Random Forest Feature Importances Notes: - Random Forest highlights non-linear interactions and handles mixed features well. - Feature importances rank transformed (one-hot) and numeric features together.

Logistic Regression results

Classification report

# Logistic Regression pipeline and grid
lr_pipeline = Pipeline(steps=[
  ('preprocessor', preprocessor),
  ('classifier', LogisticRegression(random_state=42, max_iter=1000))
])

lr_param_grid = {
  'classifier__solver': ['liblinear'],
  'classifier__penalty': ['l1', 'l2'],
  'classifier__class_weight': [None, 'balanced']
}

lr_model = GridSearchCV(
  estimator=lr_pipeline,
  param_grid=lr_param_grid,
  cv=cv,
  scoring='accuracy',
  verbose=0
)

lr_model.fit(X_train, y_train)
y_pred_lr = lr_model.predict(X_test)
print(classification_report(y_test, y_pred_lr))

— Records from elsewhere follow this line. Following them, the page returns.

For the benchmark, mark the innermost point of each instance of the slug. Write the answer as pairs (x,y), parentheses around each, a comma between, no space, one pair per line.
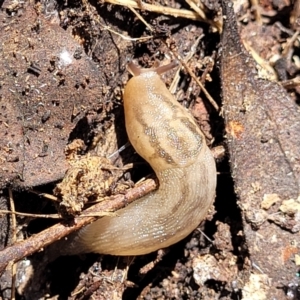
(167,137)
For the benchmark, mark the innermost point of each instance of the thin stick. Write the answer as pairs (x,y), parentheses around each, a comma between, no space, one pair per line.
(38,241)
(141,18)
(183,13)
(13,240)
(204,90)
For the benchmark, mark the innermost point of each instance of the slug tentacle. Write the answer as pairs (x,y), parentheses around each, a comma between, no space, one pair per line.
(167,137)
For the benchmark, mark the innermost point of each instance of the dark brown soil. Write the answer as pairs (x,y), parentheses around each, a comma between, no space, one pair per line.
(62,72)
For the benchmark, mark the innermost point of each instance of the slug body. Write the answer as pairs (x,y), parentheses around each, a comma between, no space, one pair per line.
(167,137)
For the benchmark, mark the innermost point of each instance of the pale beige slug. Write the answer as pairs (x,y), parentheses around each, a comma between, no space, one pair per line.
(167,137)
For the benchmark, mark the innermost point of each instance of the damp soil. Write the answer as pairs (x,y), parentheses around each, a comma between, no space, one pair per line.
(62,73)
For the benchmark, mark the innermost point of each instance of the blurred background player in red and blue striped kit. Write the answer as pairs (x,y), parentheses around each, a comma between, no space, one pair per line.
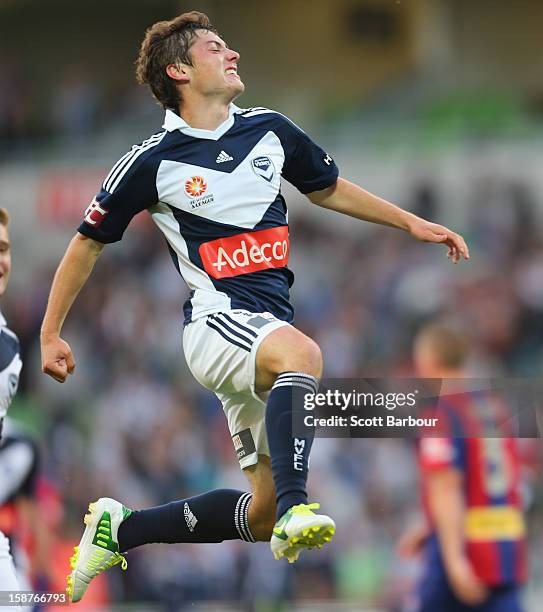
(474,538)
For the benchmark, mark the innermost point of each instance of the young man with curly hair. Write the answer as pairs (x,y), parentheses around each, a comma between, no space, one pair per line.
(211,182)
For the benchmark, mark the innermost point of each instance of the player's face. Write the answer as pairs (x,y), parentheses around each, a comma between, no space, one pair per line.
(5,258)
(215,67)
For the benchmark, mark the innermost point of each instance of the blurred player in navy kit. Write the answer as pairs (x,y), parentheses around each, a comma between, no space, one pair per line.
(211,181)
(474,536)
(10,368)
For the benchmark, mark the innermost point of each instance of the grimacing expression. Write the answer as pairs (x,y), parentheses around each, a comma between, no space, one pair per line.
(215,67)
(5,258)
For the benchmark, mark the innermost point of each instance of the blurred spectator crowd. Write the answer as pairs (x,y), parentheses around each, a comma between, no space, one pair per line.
(132,423)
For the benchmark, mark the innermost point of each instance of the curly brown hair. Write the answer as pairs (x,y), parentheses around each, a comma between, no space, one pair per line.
(165,43)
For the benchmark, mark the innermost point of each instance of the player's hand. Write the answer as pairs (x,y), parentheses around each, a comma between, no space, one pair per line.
(466,585)
(412,540)
(57,359)
(432,232)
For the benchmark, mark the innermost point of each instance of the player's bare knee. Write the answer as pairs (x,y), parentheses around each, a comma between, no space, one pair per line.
(262,520)
(305,357)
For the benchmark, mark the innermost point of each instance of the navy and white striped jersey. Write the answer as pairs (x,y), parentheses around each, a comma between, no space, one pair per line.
(216,196)
(10,367)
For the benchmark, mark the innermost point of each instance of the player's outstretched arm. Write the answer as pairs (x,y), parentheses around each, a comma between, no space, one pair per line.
(74,270)
(350,199)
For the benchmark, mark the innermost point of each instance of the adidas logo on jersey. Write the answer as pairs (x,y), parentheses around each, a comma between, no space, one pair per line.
(223,156)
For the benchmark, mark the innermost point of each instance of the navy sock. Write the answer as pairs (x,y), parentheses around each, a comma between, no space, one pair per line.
(212,517)
(289,456)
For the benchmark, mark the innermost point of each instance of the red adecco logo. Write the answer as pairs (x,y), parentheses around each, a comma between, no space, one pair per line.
(245,253)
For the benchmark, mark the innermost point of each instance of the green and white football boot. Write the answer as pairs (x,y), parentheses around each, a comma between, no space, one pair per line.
(300,528)
(98,549)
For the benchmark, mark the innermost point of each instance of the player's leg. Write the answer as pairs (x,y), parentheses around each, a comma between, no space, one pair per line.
(8,577)
(504,599)
(287,360)
(262,507)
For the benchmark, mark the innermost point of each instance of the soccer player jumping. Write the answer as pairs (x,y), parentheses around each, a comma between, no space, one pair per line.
(211,183)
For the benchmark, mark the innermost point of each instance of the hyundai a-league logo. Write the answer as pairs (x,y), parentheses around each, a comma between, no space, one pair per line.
(195,186)
(263,167)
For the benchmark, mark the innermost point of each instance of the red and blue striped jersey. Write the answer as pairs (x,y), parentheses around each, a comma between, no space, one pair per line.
(494,522)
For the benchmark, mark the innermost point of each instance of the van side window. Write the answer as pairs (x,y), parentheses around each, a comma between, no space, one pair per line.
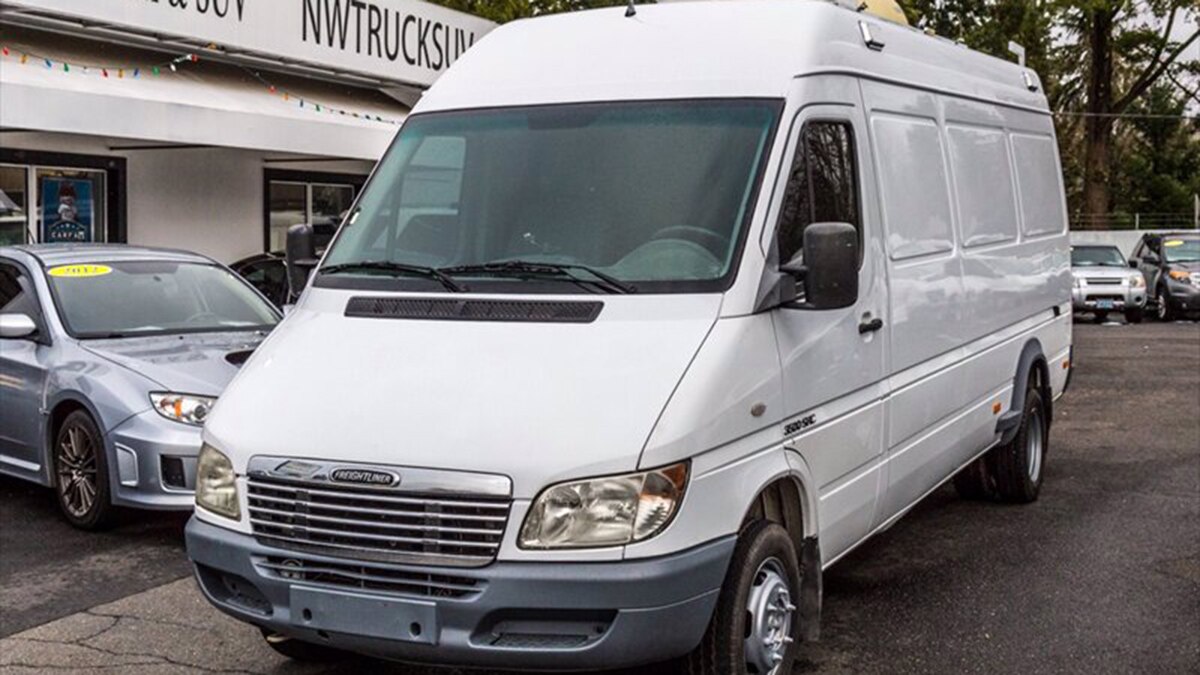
(822,185)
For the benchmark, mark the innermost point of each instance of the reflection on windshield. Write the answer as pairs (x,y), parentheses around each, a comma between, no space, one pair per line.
(648,193)
(119,299)
(1093,256)
(1181,250)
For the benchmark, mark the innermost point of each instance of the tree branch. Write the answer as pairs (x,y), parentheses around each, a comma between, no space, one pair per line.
(1143,83)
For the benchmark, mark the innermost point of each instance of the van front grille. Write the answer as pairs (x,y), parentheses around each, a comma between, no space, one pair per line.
(370,578)
(372,525)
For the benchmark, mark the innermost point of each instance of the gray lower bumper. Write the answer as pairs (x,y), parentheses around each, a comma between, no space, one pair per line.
(569,616)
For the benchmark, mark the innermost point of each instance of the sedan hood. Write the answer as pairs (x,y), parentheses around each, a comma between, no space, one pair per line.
(201,363)
(538,401)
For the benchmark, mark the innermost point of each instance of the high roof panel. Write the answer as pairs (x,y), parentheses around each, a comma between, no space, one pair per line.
(719,49)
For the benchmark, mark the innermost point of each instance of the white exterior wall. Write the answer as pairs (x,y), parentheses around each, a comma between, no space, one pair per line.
(209,201)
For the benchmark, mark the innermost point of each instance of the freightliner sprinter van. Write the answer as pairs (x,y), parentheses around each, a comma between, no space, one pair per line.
(642,323)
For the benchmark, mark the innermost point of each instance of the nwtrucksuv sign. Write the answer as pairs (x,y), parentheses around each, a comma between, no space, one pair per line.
(395,40)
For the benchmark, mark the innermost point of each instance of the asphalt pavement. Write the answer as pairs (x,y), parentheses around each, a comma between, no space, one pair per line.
(1102,574)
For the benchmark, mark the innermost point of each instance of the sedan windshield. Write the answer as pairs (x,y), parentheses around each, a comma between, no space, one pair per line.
(606,197)
(1093,256)
(1181,250)
(120,299)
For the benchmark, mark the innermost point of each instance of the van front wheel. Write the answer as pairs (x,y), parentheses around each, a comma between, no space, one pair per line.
(756,622)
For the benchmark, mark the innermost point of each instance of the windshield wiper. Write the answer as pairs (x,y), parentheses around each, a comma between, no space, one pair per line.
(397,268)
(607,282)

Logistic Regression Classification Report ### Confusion matrix

# Confusion matrix (LR)
conf_lr = confusion_matrix(y_test, y_pred_lr)
plt.figure(figsize=(4.5, 4))
sns.heatmap(conf_lr, annot=True, cmap='Blues', fmt='d')
plt.title('Logistic Regression Confusion Matrix')
plt.xlabel('Predicted')
plt.ylabel('Actual')
plt.tight_layout()
plt.show()

Logistic Regression Confusion Matrix ### Coefficient magnitudes

# Coefficient magnitudes (LR)
lr_best = lr_model.best_estimator_
coefficients = lr_best.named_steps['classifier'].coef_[0]
ohe_feature_names_lr = lr_best.named_steps['preprocessor'] \
  .named_transformers_['cat'] \
  .named_steps['onehot'] \
  .get_feature_names_out(categorical_features)
feature_names_lr = numerical_features + list(ohe_feature_names_lr)

coef_df = pd.DataFrame({'Feature': feature_names_lr, 'Coefficient': coefficients}) \
  .sort_values(by='Coefficient', key=lambda s: s.abs(), ascending=False)

top_n = min(25, len(coef_df))
plt.figure(figsize=(10, 8))
plt.barh(coef_df['Feature'].head(top_n)[::-1], coef_df['Coefficient'].abs().head(top_n)[::-1], color='salmon')
plt.title(f'Logistic Regression Coefficient Magnitudes — Test Acc: {lr_model.score(X_test, y_test):.2%}')
plt.xlabel('Absolute Coefficient')
plt.tight_layout()
plt.show()

Logistic Regression Coefficient Magnitudes Notes: - Coefficients reflect the linear contribution (after preprocessing). - Magnitudes are not directly comparable to tree-based importances, but provide directionality.

Comparison and takeaways

Both models achieve comparable accuracy on this dataset.
Differences in feature rankings suggest correlated variables and overlapping information (e.g., sex, who_*, age).
Next steps: refine features, consider interaction terms, calibrate probabilities, and explore additional models.